A fairy-tale land where Tony Blair is still the Prime Minister.

Part 5- The Hard Alternative

We don’t live in 1997 anymore, the left no longer has the time to sacrifice it’s principles putting aside the morale implications. The many existential threats to the survival of human civilisation cannot be countered by complacency and compromise, there are times when we must accept our roles as unpopular outsiders. We will be shunned, ex-communicated by the centre and treated as incompetent serfs to be supressed. But history has shown the ability of obscure outsiders to shape the seemingly ill-fated course of history. With the mounting threats of mass-poverty, mass-unemployment, mass-privatisation and mass-extinction there may be no other course of action but to break the from the crowd.

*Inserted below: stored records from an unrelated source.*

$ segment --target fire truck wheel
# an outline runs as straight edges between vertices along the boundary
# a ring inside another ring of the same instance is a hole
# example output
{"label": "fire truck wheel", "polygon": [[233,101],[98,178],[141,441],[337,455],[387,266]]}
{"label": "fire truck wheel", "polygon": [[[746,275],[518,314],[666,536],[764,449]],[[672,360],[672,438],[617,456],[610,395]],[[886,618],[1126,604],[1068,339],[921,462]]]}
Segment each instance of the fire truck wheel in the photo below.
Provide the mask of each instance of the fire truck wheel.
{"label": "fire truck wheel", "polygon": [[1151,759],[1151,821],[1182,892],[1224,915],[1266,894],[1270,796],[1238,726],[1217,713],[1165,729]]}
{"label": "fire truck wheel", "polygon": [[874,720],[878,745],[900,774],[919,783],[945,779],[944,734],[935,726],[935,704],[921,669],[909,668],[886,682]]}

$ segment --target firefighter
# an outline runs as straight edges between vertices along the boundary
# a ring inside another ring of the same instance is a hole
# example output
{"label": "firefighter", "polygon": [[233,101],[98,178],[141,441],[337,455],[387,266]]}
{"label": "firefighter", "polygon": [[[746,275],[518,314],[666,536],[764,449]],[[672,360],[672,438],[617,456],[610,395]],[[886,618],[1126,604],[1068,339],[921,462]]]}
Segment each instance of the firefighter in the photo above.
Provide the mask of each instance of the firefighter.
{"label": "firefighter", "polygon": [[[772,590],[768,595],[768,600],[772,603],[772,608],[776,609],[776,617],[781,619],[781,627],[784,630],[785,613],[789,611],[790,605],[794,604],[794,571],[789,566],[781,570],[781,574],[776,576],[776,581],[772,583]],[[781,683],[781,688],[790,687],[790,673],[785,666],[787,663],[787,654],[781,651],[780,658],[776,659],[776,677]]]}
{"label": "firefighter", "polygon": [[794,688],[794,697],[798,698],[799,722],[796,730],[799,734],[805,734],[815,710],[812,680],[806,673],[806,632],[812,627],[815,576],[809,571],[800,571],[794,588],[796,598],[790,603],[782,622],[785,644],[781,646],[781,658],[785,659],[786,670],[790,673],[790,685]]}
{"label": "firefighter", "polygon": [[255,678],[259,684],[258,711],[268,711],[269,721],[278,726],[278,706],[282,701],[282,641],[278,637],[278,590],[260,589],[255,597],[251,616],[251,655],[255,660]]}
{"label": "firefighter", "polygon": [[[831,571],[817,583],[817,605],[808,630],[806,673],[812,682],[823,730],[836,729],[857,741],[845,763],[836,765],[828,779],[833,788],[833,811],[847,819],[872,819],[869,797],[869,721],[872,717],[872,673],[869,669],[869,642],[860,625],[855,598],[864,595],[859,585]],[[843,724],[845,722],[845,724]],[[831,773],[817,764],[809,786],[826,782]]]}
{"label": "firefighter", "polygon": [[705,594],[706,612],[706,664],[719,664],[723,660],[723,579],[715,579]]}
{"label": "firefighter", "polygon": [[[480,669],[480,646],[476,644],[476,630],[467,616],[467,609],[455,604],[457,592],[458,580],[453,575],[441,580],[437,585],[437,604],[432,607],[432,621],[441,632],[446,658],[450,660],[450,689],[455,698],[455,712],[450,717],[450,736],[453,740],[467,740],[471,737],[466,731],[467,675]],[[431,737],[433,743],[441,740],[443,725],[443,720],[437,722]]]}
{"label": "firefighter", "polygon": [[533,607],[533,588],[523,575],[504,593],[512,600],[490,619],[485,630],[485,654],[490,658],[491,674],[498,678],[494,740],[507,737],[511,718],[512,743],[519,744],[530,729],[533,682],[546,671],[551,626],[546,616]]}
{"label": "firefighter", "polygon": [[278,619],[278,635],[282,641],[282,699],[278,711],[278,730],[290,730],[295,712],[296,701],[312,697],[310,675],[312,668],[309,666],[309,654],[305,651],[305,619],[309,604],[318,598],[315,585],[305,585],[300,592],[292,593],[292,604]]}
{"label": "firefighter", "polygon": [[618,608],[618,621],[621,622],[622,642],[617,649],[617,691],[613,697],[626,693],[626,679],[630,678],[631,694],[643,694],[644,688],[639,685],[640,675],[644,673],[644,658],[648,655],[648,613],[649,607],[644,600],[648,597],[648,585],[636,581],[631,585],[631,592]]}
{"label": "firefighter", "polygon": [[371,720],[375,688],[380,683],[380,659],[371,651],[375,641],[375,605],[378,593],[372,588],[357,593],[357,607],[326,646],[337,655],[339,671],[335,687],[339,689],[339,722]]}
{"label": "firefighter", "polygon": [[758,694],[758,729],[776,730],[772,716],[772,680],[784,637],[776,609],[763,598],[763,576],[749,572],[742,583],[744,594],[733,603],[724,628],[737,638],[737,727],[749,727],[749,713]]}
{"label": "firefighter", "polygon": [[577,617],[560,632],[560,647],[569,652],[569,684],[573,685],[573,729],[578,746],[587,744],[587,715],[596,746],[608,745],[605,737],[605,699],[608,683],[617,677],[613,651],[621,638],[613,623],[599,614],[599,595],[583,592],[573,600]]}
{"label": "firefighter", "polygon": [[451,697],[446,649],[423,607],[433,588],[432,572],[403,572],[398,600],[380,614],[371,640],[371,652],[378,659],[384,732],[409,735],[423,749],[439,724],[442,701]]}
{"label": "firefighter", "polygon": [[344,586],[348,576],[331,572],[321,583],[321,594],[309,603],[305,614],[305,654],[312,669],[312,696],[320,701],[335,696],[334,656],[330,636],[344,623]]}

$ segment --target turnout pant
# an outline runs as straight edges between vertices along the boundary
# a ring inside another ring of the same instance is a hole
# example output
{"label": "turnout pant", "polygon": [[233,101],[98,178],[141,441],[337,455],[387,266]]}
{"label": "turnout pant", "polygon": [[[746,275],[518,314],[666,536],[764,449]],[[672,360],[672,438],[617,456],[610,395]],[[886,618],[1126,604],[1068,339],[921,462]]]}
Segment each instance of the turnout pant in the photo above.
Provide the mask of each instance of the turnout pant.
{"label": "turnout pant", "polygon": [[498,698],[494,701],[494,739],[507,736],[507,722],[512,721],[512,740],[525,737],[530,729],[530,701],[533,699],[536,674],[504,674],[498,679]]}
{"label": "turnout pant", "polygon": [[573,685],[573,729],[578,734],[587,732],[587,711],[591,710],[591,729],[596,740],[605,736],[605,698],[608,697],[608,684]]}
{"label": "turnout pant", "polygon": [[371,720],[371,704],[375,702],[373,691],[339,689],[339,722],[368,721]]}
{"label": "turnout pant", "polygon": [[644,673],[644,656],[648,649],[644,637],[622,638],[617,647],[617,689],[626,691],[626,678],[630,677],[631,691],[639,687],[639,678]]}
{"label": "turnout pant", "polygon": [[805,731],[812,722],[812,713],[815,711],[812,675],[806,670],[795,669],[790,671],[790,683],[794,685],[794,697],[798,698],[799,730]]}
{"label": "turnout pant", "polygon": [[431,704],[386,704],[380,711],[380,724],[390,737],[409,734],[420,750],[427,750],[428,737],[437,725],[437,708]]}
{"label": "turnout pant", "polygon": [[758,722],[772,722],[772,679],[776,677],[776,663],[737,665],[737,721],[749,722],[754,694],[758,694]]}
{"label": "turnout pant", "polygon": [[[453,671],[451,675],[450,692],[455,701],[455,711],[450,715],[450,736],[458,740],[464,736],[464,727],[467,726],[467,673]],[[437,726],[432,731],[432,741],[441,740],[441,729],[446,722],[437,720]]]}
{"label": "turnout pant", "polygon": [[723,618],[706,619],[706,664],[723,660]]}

If this effort fails, at least we will have the comfort of our integrity as we leave this burning rock, at least we will not have sat and did nothing as incomprehensible suffering befell other human beings.

If politics is to be compared to a criminal, oppressive card game, the British left has two cards left.

‘The Radical Card’, is unpopular with the establishment, largely shunned by the press and on the edges of British political discourse but when the game seems to be coming to a close and the legs of the table seem to be fragmenting and it seems as if it could collapse it any time, what choice do we have?

‘The Blair Card’, is a tried and tested method of achieving political power, huge swaths of the middle-class will be singing your praises and the establishment will line your pockets, don’t worry about the table you’re playing on, don’t worry about the millions suffering, just concentrate on how great it’ll be when you win!

For the love of God, don’t play ‘The Blair Card’.